In order to craft the perfect brand strategy we should clearly identify our customers (customer segmentation, and user profiles), find their pain points (external, internal, and philosophical), and position our business, service or product as the reliable guide that calls them to action and helps them avoid failure and achieve success.
Focus on your customers.
While it’s great that your team thinks your brand looks cool, but the focus of your brand should be on your target audience. If it doesn’t connect with the customers you’re attempting to convert, it may all be for naught.
Finding customers pain points
What is a concise summary of the attitudinal and demographic description of the target group of customers your brand is attempting to appeal to and attract?
Positioning your brand.
What category is your brand competing in and in what context does your brand have relevance to your customers? Define the brand’s personality, functionality, and physical traits through visual and verbal identity.
A reliable guide.
What is the most compelling (emotional/rational) benefit to your target customers that your brand can own relative to your competition? And what is the most compelling evidence that your brand delivers on its promise?
Call them to take action.
People depend upon the CTA (Call to Action) at the end of your engagement with them to take the next step. They’ve read your ad copy, watched your video, or skimmed your website and are interested in engaging with your brand and look for the CTA to learn what to do next.
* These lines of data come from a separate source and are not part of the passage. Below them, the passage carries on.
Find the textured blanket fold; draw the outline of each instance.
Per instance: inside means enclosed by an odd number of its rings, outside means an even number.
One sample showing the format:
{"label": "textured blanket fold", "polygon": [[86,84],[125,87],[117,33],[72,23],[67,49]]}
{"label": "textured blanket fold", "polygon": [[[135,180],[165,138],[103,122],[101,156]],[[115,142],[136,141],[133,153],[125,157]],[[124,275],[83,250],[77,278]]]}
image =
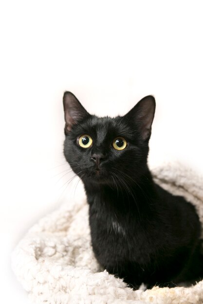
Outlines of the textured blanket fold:
{"label": "textured blanket fold", "polygon": [[[152,173],[157,184],[195,206],[203,225],[203,178],[178,164],[154,168]],[[13,253],[12,264],[34,303],[203,303],[203,281],[189,287],[135,291],[101,269],[91,247],[82,184],[76,200],[67,202],[30,229]]]}

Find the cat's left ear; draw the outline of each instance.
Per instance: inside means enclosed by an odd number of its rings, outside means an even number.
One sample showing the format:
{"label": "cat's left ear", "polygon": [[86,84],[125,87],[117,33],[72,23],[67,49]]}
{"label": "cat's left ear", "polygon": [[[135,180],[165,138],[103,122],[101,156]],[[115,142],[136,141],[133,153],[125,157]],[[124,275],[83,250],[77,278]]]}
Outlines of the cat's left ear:
{"label": "cat's left ear", "polygon": [[155,107],[154,97],[148,95],[141,99],[125,115],[128,119],[133,122],[144,140],[149,139]]}
{"label": "cat's left ear", "polygon": [[64,93],[63,101],[66,122],[65,133],[67,135],[74,125],[90,116],[90,114],[71,92]]}

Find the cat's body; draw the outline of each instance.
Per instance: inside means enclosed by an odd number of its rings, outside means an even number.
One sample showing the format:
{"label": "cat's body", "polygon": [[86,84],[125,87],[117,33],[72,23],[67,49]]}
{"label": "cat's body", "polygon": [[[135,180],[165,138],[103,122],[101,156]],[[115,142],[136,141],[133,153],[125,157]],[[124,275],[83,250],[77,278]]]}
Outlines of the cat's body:
{"label": "cat's body", "polygon": [[84,183],[100,264],[134,288],[199,280],[195,208],[156,185],[147,165],[153,98],[114,118],[90,115],[70,92],[64,105],[64,155]]}

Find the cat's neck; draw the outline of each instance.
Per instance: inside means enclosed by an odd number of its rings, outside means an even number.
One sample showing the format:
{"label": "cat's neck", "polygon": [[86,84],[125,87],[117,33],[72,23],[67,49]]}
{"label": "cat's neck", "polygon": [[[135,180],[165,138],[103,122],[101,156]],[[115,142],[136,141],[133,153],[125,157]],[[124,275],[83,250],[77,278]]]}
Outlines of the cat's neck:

Omitting the CTA can confuse customers and hurt your chances of sealing the engagement. CTA makes it easy for customers to do what you want them to do.
Guide them in solving their problem.
The most successful brands pick their message and make promises carefully, aware that they are always able to keep them. If you are guaranteeing something and staking your brand’s reputation on it, breaking your audience’s trust will do more damage than any physical loss could. Always deliver on your promises.
Add a Superpower to Your Business
Just like every high-grossing movie, a brand should have a well thought out story behind it. In which the customer is the hero of the story, and the business or the product should act as a guide to help them avoid failure and succeed in fulfilling their needs.
In the book, Building a Brand Story, Donald Miller talks about how you can clarify your message so customers will listen. In his book, he teaches the seven universal story points all humans respond to, and the real reason customers make purchases.
The seven universal story points.
A character who wants something encounters a problem before they can get it. At the peak of their despair, a guide steps into their lives gives them a plan and calls them to action. That action helps them avoid failure and ends in success.
Character: The customer is the hero, not your brand.
Problem: Three levels of problems should be identified: external, internal, and philosophical.
Guide: Customers aren’t looking for another hero; they are looking for a guide in the process.
Plan: A clear path that we laid out takes away any confusion they might have about how to do business with us.
Call to Action: Customers do not take action unless they are challenged to take action.
Avoid Failure: We must show the cost of not doing business with us.
Success: Never assume people understand how your brand can change their lives or their business. Tell them.